# Taylor Expansion

• Dec 8th 2009, 07:56 PM
jzellt
Taylor Expansion
What is the Taylor Expansion of:

sin(sinx) at x=0 up to terms of order 3 ?

I know that the Taylor of sin(x) is: x - x^3/3 + ...

But then what is the Taylor of sin(x - x^3/3 + ...) ?

Thanks.
• Dec 8th 2009, 08:16 PM
Prove It
Quote:

Originally Posted by jzellt
What is the Taylor Expansion of:

sin(sinx) at x=0 up to terms of order 3 ?

I know that the Taylor of sin(x) is: x - x^3/3 + ...

But then what is the Taylor of sin(x - x^3/3 + ...) ?

Thanks.

$\displaystyle \sin{X} = X - \frac{X^3}{3!} + \frac{X^5}{5!} - \frac{X^7}{7!} + \dots - \dots$.

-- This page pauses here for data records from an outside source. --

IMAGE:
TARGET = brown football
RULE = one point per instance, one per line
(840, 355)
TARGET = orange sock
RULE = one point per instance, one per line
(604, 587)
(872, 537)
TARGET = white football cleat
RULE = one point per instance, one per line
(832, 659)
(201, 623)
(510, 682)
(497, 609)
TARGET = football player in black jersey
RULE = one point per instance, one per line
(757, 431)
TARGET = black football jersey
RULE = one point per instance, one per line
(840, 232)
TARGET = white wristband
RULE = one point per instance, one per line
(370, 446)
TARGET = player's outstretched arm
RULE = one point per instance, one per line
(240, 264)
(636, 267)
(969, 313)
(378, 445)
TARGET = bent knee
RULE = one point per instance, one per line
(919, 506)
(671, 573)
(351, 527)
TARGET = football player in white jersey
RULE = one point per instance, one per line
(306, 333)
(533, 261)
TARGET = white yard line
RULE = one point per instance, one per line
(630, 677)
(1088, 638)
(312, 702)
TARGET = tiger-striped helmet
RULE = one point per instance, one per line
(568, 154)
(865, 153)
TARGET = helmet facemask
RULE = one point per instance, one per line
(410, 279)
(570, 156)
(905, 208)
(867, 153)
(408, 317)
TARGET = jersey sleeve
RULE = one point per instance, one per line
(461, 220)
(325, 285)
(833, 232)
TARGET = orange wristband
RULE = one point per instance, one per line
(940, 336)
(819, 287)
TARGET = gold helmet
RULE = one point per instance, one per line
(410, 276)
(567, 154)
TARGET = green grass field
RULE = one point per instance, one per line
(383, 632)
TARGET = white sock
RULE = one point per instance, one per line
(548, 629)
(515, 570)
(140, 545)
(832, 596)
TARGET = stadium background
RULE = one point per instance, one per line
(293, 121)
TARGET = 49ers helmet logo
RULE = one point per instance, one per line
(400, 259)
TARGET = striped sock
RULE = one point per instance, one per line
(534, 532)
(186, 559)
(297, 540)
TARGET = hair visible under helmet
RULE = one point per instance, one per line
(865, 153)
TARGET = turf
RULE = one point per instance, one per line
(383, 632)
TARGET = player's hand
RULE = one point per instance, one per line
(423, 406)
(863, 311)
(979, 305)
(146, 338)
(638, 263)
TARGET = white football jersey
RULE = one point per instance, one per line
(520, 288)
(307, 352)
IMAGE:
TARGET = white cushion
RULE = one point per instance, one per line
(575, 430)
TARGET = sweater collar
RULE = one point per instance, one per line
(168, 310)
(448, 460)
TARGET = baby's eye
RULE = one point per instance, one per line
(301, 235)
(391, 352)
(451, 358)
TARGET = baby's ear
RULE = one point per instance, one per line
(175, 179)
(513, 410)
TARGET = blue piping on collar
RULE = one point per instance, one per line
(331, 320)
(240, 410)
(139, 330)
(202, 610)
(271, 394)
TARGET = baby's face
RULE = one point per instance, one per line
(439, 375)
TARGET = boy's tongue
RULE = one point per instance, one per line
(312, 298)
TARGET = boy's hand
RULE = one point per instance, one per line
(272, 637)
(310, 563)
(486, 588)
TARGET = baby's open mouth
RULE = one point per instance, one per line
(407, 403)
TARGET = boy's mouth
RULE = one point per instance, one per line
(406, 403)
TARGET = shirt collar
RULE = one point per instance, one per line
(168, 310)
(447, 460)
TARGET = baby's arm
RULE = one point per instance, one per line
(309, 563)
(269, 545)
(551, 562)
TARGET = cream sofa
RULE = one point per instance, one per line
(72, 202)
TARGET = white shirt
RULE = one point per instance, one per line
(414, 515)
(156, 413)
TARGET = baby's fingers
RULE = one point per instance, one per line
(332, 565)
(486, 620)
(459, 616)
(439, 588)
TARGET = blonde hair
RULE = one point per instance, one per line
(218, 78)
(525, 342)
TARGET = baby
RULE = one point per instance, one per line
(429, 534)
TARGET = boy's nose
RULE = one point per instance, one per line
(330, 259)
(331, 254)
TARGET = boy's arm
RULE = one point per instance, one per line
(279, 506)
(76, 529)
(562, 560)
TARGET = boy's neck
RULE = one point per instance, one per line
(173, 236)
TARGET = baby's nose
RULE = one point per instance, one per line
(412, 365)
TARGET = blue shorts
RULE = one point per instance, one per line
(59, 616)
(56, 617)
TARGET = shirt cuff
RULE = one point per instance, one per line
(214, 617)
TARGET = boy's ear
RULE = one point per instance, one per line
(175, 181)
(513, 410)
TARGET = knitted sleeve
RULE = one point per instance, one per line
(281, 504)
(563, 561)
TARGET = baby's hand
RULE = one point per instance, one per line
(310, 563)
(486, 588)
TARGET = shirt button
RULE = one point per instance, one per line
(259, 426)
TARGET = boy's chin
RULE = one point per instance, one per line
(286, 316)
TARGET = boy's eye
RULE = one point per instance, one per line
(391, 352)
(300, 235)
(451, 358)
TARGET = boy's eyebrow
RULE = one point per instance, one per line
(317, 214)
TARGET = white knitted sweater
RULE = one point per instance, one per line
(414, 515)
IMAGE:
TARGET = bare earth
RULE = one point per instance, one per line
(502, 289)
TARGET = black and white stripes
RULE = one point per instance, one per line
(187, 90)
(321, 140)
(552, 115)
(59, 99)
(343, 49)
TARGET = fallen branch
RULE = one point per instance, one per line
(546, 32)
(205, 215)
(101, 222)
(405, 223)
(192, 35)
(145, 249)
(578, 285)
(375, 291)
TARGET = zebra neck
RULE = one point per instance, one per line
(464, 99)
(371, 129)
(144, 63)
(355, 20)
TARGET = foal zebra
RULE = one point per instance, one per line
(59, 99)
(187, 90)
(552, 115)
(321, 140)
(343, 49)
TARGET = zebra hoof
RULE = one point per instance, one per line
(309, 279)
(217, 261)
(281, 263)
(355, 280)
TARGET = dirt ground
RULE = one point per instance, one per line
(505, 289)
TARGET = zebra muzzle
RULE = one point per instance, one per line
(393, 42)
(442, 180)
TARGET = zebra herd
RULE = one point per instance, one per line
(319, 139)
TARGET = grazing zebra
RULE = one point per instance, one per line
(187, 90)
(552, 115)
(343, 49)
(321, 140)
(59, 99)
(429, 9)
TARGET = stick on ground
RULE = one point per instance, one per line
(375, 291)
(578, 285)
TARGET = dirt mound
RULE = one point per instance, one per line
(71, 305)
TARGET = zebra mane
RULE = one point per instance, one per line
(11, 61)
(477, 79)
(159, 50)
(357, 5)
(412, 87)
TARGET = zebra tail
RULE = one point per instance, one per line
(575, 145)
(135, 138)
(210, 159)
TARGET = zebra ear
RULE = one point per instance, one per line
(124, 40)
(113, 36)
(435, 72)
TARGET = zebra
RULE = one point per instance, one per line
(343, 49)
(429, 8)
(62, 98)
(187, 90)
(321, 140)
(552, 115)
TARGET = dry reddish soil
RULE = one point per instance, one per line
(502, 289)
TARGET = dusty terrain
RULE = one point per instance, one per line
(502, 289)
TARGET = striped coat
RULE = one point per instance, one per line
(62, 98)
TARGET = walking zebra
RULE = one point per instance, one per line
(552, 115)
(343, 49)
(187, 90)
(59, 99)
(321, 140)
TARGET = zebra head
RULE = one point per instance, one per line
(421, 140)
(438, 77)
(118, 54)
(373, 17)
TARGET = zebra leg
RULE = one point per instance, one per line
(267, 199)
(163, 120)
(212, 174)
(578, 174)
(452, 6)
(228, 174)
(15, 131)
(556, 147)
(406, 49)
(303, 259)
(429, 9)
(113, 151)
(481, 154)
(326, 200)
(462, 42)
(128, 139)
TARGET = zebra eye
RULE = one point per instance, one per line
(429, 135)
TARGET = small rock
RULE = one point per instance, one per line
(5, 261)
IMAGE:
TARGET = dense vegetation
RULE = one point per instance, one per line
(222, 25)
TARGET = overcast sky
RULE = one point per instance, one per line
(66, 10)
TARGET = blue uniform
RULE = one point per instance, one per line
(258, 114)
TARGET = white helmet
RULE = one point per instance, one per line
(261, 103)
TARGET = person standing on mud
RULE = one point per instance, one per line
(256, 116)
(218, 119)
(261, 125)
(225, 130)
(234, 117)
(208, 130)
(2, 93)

In your case, $\displaystyle X = \sin{x}$.

So $\displaystyle \sin{(\sin{x})}$

$\displaystyle = \left(x - \frac{x^3}{3!} + \frac{x^5}{5!} - \frac{x^7}{7!} + \dots - \dots\right)$

$\displaystyle - \frac{\left(x - \frac{x^3}{3!} + \frac{x^5}{5!} - \frac{x^7}{7!} + \dots - \dots\right)^3}{3!}$

$\displaystyle + \frac{\left(x - \frac{x^3}{3!} + \frac{x^5}{5!} - \frac{x^7}{7!} + \dots - \dots\right)^5}{5!}$

$\displaystyle - \frac{\left(x - \frac{x^3}{3!} + \frac{x^5}{5!} - \frac{x^7}{7!} + \dots - \dots\right)^7}{7!} + \dots - \dots$

Very long I know, and some simplifying needs doing as well...
• Dec 9th 2009, 05:44 AM
HallsofIvy
The fact that you only need "to order 3" simplifies a lot!